Une surtaxe américaine fondée sur une loi de 1974
Les autorités américaines ont annoncé l'application d'une nouvelle surtaxe à l'encontre du Brésil, résultat d'une enquête menée par le bureau du représentant au Commerce des États-Unis (USTR) et justifiée par des dispositions législatives remontant à 1974. Le gouvernement brésilien a immédiatement qualifié ces mesures d'"illégales" et annoncé qu'il prendrait des contre-mesures dans le cadre d'une loi votée récemment par son Parlement.
Cette affaire dépasse le simple contentieux tarifaire : l'enquête américaine couvre un ensemble de sujets très larges — allant de la lutte contre la corruption à la protection de la propriété intellectuelle, en passant par la déforestation illégale et des décisions judiciaires liées à la régulation des contenus en ligne — et met en lumière l'usage par Washington d'outils unilatéraux pour influer sur les pratiques économiques d'un partenaire commercial.
"Il n'existe aucune justification pour des mesures unilatérales contre notre pays"
Une réaction politique et électorale à Brasilia
La présidence brésilienne a rejeté l'ensemble des griefs évoqués par les États-Unis et a plaidé la défense de la souveraineté nationale. Le communiqué diffusé sur la plateforme X récuse les « allégations » selon lesquelles le Brésil adopterait des pratiques commerciales déloyales. Le texte met également en avant des motifs de politique intérieure, en particulier la volonté de protéger les populations contre des modèles technologiques jugés dangereux :
"Au Brésil, nous ne renoncerons pas à protéger nos familles et nos enfants contre la cupidité d'une poignée de techno-oligarques. La liberté d'expression n'est pas un blanc-seing pour la criminalité"

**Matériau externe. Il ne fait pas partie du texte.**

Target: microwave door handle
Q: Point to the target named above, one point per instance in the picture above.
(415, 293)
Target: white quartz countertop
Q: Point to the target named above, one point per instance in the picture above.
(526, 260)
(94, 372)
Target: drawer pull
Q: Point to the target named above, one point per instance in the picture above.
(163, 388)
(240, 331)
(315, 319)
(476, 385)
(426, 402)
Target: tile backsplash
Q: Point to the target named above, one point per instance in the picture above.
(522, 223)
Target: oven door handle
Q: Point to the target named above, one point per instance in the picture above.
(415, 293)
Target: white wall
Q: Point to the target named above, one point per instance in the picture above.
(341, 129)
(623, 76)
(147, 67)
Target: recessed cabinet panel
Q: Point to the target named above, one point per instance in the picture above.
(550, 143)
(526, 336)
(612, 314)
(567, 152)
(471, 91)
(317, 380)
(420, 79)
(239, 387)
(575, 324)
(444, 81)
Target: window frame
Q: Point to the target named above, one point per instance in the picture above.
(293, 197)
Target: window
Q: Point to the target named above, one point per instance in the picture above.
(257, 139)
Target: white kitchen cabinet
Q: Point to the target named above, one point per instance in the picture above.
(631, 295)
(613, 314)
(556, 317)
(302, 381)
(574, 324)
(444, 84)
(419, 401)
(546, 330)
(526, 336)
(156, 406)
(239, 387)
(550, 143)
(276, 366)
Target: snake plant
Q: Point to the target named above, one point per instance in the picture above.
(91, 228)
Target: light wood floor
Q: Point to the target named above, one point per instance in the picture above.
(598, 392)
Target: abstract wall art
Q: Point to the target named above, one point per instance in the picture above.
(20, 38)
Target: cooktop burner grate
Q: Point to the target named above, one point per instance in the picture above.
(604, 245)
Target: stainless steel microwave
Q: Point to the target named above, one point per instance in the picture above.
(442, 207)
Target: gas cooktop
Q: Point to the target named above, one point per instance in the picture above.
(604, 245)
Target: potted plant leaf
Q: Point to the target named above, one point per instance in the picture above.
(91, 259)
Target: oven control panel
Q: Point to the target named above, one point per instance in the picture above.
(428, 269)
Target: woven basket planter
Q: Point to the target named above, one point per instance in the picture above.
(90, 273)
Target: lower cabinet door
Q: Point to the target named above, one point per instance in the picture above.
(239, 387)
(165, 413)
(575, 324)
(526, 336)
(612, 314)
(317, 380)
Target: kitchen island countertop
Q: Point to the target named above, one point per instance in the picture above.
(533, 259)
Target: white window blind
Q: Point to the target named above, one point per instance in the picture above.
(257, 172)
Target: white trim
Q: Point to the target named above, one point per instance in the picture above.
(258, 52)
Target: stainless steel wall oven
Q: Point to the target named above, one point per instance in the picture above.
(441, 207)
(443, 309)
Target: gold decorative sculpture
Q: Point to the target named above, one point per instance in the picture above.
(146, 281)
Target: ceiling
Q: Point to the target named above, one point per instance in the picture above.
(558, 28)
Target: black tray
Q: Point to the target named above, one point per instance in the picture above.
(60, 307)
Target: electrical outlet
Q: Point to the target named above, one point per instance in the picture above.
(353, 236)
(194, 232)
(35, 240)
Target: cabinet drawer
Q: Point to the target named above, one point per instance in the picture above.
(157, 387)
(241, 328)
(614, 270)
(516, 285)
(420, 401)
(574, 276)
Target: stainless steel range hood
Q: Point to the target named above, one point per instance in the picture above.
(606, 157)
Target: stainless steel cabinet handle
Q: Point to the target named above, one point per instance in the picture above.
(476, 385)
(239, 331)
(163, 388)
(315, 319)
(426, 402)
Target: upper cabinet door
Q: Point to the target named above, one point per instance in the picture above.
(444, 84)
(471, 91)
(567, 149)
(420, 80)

À trois mois de l'élection présidentielle d'octobre, la portée symbolique de l'affaire est amplifiée : l'exécutif a, dans sa déclaration, ciblé indirectement des proches de l'ancien président Jair Bolsonaro, aujourd'hui condamné et incarcéré, renforçant l'aspect politique du différend.
Enjeux économiques et risques de contagion pour les entreprises
Sur le plan économique, une surtaxe américaine sur le Brésil peut perturber les échanges bilatéraux, affecter les filières dépendantes de matières premières ou de composants brésiliens, et accroître l'incertitude réglementaire pour les investisseurs étrangers. Les conséquences pour les acteurs français implantés au Brésil ou intégrés à des chaînes d'approvisionnement régionales seront à suivre : hausse des coûts, renégociation de contrats et possibles réorientations commerciales.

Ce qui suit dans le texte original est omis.